# Transfer Learning

In this notebook, you'll learn how to use pre-trained networks to solved challenging problems in computer vision using the cat vs dog of yesterday.

Transfer Learning consists of using, for the feature extraction part, the weights of a model that has been already trained on another dataset. 

Once trained, these models work astonishingly well as feature detectors for images they weren't trained on. Here we'll use transfer learning to train a network that can classify our cat and dog photos with near perfect accuracy.

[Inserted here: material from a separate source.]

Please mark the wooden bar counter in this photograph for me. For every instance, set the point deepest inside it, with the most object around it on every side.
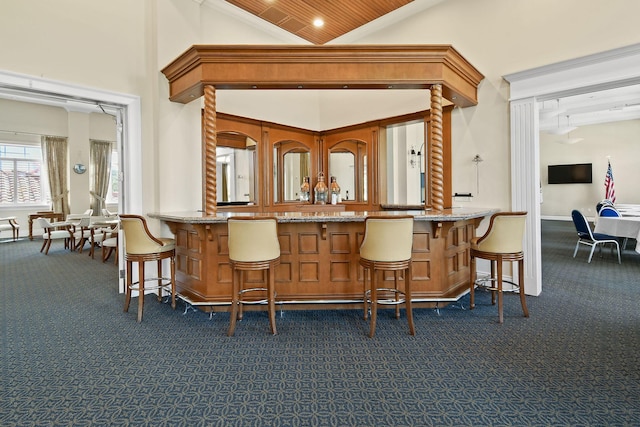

With `torchvision.models` you can download these pre-trained networks and use them in your applications. We'll include `models` in our imports now.

In [1]:
%matplotlib inline
%config InlineBackend.figure_format = 'retina'

import matplotlib.pyplot as plt

import torch
from torch import nn
from torch import optim
import torch.nn.functional as F
from torch.autograd  import Variable
from torchvision import datasets, transforms, models

Most of the pretrained models require the input to be 224x224 images. Also, we'll need to match the normalization used when the models were trained. Each color channel was normalized separately, the means are `[0.485, 0.456, 0.406]` and the standard deviations are `[0.229, 0.224, 0.225]`.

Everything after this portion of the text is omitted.